Longvic, Neuilly, Crimolois, Sennecey adressent au début du XXe siècle une requête au Conseil de Préfecture dans le but d’obtenir une réparation des préjudices qui leur sont ainsi causées. En août 1908, elles prennent une délibération qu’elles font suivre au ministre pour se plaindre de l’abandon provisoire du projet par la municipalité modérée nouvellement élue à Dijon (AD Côte-d’Or, 4O 289/92).

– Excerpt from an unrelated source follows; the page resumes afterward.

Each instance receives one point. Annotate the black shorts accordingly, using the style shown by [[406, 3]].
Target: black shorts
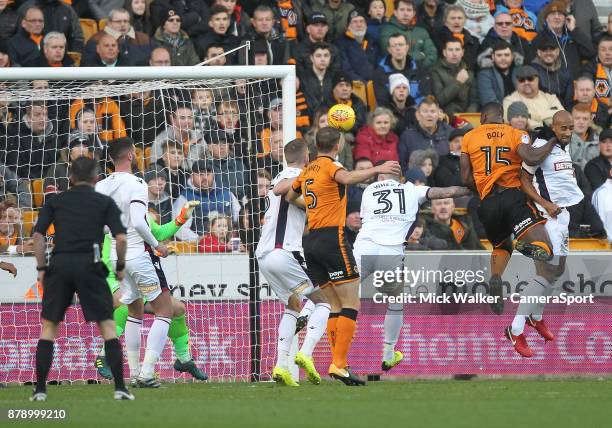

Sur cet épisode, voir infra, chap. VIII.

197.

AD Territoire de Belfort, 2O 10/36, délibération du Conseil Municipal de Danjoutin, 27 mars 1926. Celles proches de Rennes savent, elles, à quoi s’en tenir, puisqu’elles bordent la « Vilaine »…

198.

A part de 1890, c'est le cas de l'usine de Grimonpont destinée à épurer par un procédé à la chaux les eaux de l'Espierre, rivière recevant les eaux des usines textiles de Roubaix et Tourcoing, avant de continuer son cours en Belgique.

199.

Pierre Darmon, L’homme et les microbes, op. cit., chapitres XXVIII « Les champs d’épandage, providence ou pestilence » et XXIX « Des microbes domestiqués ; les stations d’épuration biologique ».

200.

Sur Reims, Dr E. Vallin, « L'épuration des eaux d'égout et l'hygiène à Reims », La Technologie Sanitaire, 15 septembre 1896, p. 73-84. AM Lyon, 937 WP 88. AM Montluçon, 4O 1/10. Sur Mazamet, dossier de la ville aux AN, F8 225.

201.

Nous traiterons leur histoire dans l'intermède 3, après le chapitre VIII.